I have a feeling that the compounds for which you got low recoveries using the standard mix were too hydrophobic for a methanol elution. They are probably still retained by the sorbent. p-Dichlorobenzene and naphthalene both have logPs above 3, while the other compounds (with the exception of Thymol) are in the 1-2 range. You will probably have to increase the strength of your elution to a solvent like acetonitrile. Maybe this will help with the fortified honey too (although I can't be sure). Hope this helps!

thanks for your response
you are right for the p-DCB and Naphthalene
I eluted first with aliqouts of MeOH and then with ACN
evaporated ACN at 60°C with N2 stream and reconstituted with MeOH found some amount (probably evaporated parts of the Compounds as well)
used in a second experiment n-Hexane and found the missing p-DCB and Naphthalene
however i can not use n-hexane for elution (tryed it with honey sample) as I elute a lot of other stuff form the cartridge which is meesing up my liner pretty quickly

Do you think the low recovery of the orthers with real sample could also be due to bad elution?
As with standards the elution works perfect for Benzaldehyde, Phenol, Phenylacetaldehyde, Nitrobenzene, Thymol.

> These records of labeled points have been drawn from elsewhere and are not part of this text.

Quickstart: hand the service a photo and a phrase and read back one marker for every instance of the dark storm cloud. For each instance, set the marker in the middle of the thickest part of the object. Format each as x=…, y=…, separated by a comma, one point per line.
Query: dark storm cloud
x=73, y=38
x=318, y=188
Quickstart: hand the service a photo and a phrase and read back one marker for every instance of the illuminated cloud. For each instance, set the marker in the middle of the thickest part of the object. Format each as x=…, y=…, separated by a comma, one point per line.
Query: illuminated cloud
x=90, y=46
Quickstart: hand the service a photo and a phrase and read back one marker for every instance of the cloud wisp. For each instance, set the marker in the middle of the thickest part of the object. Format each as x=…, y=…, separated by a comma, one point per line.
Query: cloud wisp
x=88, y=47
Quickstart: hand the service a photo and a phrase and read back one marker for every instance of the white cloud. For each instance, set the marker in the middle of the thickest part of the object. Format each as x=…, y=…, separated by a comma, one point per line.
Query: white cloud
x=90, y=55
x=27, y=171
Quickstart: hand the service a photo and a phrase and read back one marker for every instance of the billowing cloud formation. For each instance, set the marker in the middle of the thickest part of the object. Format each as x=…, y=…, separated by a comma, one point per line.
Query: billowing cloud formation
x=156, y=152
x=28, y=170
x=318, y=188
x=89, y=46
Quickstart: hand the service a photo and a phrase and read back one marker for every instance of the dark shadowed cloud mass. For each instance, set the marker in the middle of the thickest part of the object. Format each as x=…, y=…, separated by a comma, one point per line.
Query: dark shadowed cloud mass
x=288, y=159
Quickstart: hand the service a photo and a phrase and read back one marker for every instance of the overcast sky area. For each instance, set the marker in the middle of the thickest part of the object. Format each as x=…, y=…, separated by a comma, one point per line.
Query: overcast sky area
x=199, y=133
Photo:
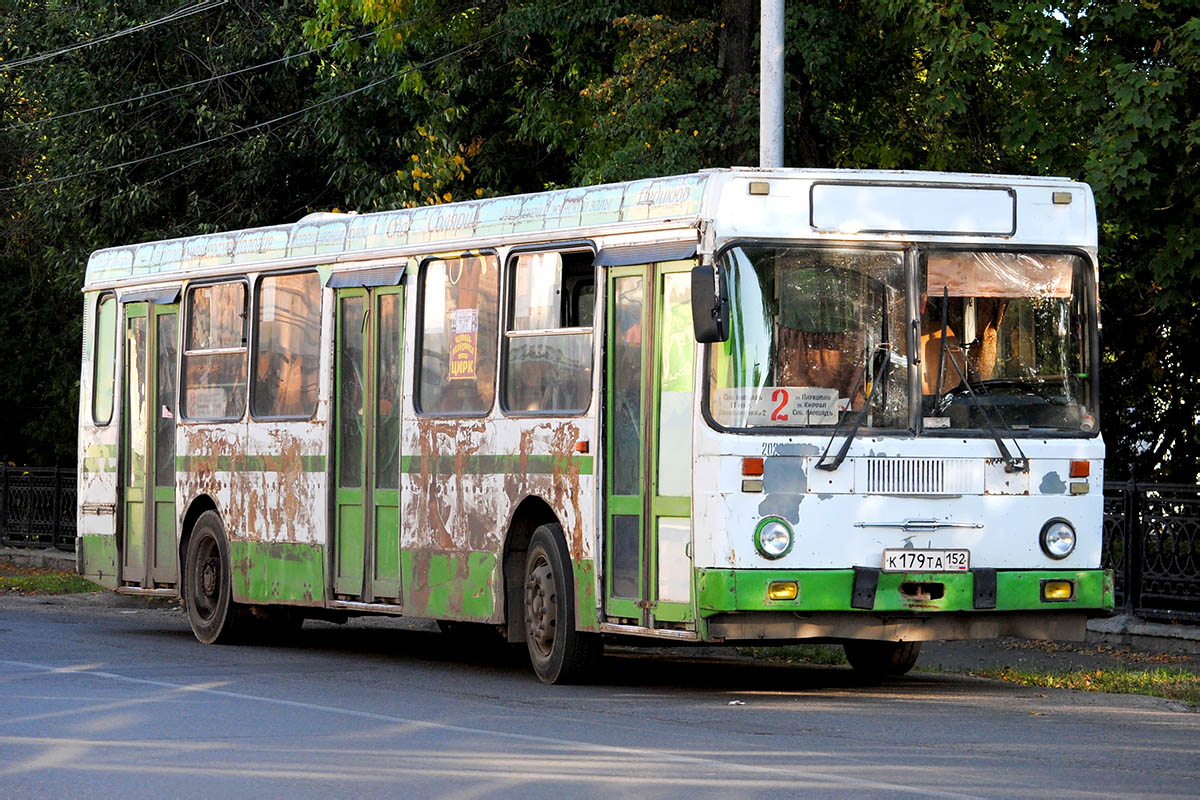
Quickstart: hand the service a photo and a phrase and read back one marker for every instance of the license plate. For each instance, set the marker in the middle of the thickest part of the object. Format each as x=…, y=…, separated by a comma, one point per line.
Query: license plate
x=912, y=560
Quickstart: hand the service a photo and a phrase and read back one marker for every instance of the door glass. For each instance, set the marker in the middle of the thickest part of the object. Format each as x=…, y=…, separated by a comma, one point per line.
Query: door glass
x=625, y=548
x=349, y=429
x=165, y=410
x=675, y=566
x=676, y=364
x=627, y=395
x=106, y=340
x=388, y=394
x=137, y=383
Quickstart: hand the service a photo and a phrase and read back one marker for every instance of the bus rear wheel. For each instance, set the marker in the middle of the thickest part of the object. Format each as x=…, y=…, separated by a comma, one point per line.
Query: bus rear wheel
x=876, y=660
x=207, y=583
x=559, y=654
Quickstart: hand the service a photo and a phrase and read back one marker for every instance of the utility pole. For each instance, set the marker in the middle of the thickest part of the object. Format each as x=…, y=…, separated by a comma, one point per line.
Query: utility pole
x=771, y=85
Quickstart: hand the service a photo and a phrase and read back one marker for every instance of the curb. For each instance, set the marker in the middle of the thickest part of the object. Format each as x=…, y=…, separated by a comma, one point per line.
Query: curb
x=39, y=559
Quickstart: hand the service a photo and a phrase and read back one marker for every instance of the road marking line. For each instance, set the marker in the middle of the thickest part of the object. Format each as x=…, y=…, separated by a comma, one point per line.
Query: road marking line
x=504, y=734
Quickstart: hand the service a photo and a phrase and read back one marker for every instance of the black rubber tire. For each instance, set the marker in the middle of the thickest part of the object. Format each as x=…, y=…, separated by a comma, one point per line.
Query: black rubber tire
x=877, y=660
x=559, y=653
x=208, y=583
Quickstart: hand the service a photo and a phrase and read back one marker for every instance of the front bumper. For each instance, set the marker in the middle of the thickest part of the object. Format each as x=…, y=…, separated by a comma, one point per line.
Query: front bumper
x=868, y=603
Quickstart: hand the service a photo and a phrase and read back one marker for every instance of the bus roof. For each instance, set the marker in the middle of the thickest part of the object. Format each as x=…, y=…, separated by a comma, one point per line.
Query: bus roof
x=681, y=199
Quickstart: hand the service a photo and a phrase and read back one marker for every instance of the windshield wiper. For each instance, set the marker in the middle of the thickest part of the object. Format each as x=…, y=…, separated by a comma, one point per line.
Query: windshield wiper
x=1012, y=464
x=880, y=377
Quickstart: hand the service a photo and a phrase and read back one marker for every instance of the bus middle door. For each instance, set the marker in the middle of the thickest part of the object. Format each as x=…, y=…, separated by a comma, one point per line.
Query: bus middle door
x=651, y=360
x=366, y=440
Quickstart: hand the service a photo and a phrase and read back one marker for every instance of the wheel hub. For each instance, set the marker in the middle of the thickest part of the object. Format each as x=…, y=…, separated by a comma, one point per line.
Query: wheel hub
x=540, y=607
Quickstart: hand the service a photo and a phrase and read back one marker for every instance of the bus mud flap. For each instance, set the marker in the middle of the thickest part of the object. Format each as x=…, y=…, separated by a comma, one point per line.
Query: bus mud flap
x=867, y=581
x=984, y=588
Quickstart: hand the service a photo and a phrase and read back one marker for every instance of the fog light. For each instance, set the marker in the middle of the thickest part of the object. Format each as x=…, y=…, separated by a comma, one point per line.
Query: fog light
x=773, y=537
x=783, y=590
x=1057, y=590
x=1057, y=539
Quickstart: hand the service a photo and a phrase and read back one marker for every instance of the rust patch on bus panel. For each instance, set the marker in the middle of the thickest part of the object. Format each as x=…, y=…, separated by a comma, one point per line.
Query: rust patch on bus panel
x=289, y=505
x=561, y=486
x=204, y=449
x=453, y=511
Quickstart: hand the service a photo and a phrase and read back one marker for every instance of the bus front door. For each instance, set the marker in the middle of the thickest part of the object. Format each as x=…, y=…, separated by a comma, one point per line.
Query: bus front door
x=648, y=445
x=148, y=441
x=366, y=437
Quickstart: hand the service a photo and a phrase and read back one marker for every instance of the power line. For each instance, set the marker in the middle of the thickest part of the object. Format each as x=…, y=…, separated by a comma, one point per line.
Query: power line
x=173, y=89
x=179, y=13
x=205, y=80
x=258, y=125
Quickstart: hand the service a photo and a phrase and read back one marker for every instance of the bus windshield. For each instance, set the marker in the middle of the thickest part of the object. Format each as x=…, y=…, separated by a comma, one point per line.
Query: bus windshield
x=1017, y=347
x=816, y=334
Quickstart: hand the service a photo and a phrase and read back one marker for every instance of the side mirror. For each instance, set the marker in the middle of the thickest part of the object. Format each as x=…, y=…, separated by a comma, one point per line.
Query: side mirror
x=709, y=305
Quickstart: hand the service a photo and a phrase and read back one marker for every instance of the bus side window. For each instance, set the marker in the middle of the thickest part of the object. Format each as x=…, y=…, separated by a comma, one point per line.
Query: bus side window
x=105, y=337
x=459, y=310
x=287, y=346
x=549, y=336
x=215, y=355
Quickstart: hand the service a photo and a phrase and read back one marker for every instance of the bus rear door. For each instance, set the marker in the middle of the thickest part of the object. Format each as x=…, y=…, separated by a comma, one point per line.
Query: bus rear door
x=148, y=441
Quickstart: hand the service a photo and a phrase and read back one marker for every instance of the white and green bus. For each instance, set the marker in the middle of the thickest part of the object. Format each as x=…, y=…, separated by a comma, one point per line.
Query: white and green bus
x=739, y=405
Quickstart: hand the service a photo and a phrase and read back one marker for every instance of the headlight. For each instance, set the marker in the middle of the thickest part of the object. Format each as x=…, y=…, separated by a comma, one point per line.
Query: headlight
x=1057, y=539
x=773, y=537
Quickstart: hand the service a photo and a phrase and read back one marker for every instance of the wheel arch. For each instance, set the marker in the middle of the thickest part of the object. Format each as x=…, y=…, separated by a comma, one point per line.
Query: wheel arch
x=532, y=512
x=199, y=504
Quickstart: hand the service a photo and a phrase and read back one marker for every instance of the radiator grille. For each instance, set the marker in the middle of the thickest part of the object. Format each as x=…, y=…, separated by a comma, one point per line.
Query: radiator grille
x=907, y=476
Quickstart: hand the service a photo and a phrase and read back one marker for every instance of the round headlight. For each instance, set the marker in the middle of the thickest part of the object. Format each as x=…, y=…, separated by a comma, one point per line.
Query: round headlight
x=1057, y=539
x=773, y=537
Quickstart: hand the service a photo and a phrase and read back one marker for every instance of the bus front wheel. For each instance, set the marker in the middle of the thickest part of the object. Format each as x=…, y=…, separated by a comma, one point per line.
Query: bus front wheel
x=876, y=660
x=207, y=582
x=559, y=654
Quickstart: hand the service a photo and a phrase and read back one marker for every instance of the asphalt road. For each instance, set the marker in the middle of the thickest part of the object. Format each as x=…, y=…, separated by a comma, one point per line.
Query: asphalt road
x=101, y=702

Could it also be that the capacity of the 30mg/3mL cartridge is to low. As there is also a lot of stuff from honey that is bound to the cartridge.
I am thinking of going for a 60mg/3mL cartridge to increase the capacity.

[Mr.Brown]

I would probably bag the traditional approach and go with unbuffered QuEChERS. Dilute 1:1 with deionized water first. Make sure that all plastic is free of PAHs. Clean up by passing acetonitrile extract through a dual phase endcapped C10/PSA cartridge. 20 minute procedure.

Thanks for your respons

I have some QuEChERS test samples including the dispersive SPE Clean-Up stuff (MgSO4/PSA, or MgSO4/PSA/C18)
unvortunately they are all buffered

I talked to our supplier but they do not have dual phase endcapped C10/PSA cartridge

However i have some C8 cartridges (500mg/3mL) lieing around.

As it seems there is some problem with evaporation of the compounds during evaporation of the organic solvent
any suggestions about how to get rid of the ACN and not loos the compounds of interest?

I don't whant to injection ACN to my GC-MS system.